What are pseudoepileptic seizures?

Pseudoepileptic seizures (conversion, psychogenic, non-epileptic or hysterical seizures) are sometimes difficult to distinguish from epilepsy by external signs; however, in some patients a combination of epileptic and non-epileptic seizures is possible. The incidence of these disorders is quite high, they account for approximately 20% of all cases considered to be resistant forms of epilepsy. Attacks of this type are more common in women. The family history of patients often contains indications of mental disorders. It is more correct to consider these attacks as a manifestation of mental illness; they are not accompanied by epileptic activity on the EEG and are not controlled by anticonvulsants (unlike epileptic seizures). Pseudoepileptic seizures can have different external manifestations. Pseudoepileptic seizures can take a status course, in which case there is a risk of introducing large doses of anticonvulsants into the body and even the use of mechanical ventilation.

As a rule, these attacks do not occur when the patient is alone; witnesses are needed for their occurrence; attacks are usually provoked by a conflict situation.
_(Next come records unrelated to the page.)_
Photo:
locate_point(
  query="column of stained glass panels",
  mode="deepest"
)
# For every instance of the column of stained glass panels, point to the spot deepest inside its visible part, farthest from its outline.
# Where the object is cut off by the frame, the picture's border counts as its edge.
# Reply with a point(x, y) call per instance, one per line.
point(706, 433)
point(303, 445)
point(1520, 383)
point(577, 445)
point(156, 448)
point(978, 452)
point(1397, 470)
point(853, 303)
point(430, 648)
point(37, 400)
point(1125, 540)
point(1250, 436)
As a rule, during such attacks the patient does not receive injuries (even if he falls), does not bite his tongue, and there is no urinary incontinence. The onset of pseudoepileptic seizures is often gradual, cyanosis (bluish discoloration of the skin) is not observed. Convulsions in the limbs are less rhythmic than during epileptic seizures and may have the character of asynchronous, chaotic movements. The patient actively resists attempts to open his eyes during the attack. Post-ictal drowsiness or confusion is not common.
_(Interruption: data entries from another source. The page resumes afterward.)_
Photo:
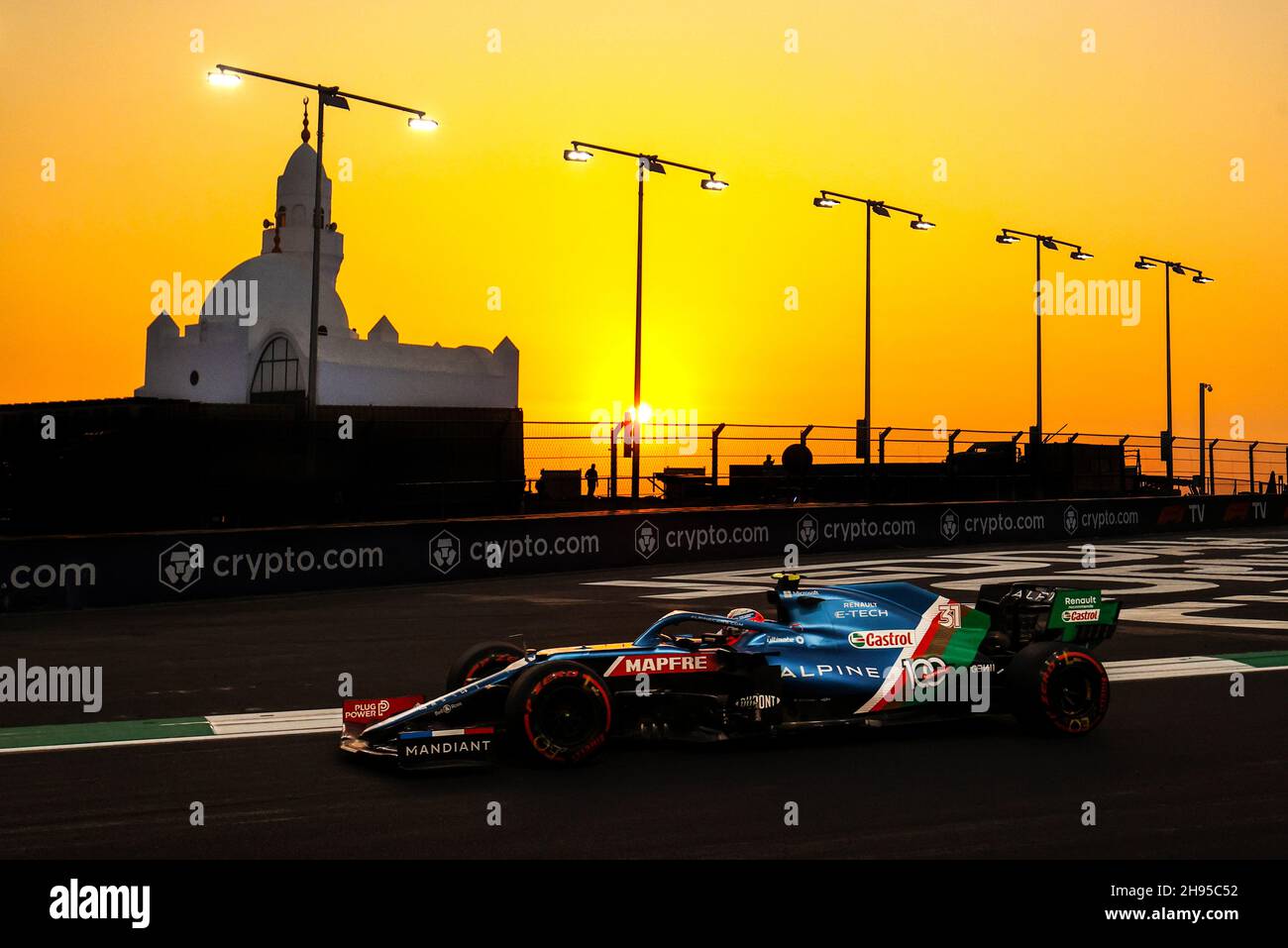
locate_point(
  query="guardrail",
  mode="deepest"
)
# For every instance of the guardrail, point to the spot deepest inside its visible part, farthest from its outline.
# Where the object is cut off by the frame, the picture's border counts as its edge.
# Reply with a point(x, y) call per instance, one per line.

The main method of differential diagnosis is video-EEG monitoring.

Unlike malingering, patients cannot specifically induce seizures and control them. Pseudoepileptic seizures are also a disease that requires treatment, however, treatment is carried out not with anticonvulsants, but with psychotropic drugs.

Therapy for focal epilepsy

Treatment of focal epilepsy is prescribed by a neurologist and epileptologist, and includes taking anticonvulsants. Anticonvulsants include: carbamazepine, topiramate, phenobarbital, levetiracetam, etc. For the treatment of parietal and occipital epilepsy, pharmacotherapy will be sufficient. In case of focal temporal lobe epilepsy, after 1-2 years of therapy, resistance to anticonvulsant treatment may occur. If there is no effect from therapy, the doctor prescribes surgery.

The operation is performed by neurosurgeons and is aimed at complete removal of the focal formation (malformation, tumor, cyst) or partial removal of the epi-site. Focal resection is used if the focus of epileptic activity is well localized. If cells that are also a source of epileptic activity are adjacent to the epileptogenic zone, then extended resection is prescribed.

Prognosis of focal epilepsy

The prognosis of focal epilepsy depends on its type.

Since idiopathic epilepsy is benign and occurs without cognitive impairment, the cessation of paroxysms occurs spontaneously in adolescence.

Cerebral pathology determines the prognosis of symptomatic epilepsy. Unfortunately, it is unfavorable for severe brain malformations and tumors. This epilepsy is manifested by mental retardation, which is observed with early onset of epilepsy.

In 60-70% of patients after surgical treatment there is a decrease or absence of epiparoxysms. Complete disappearance of epilepsy after a long time is recorded in 30%.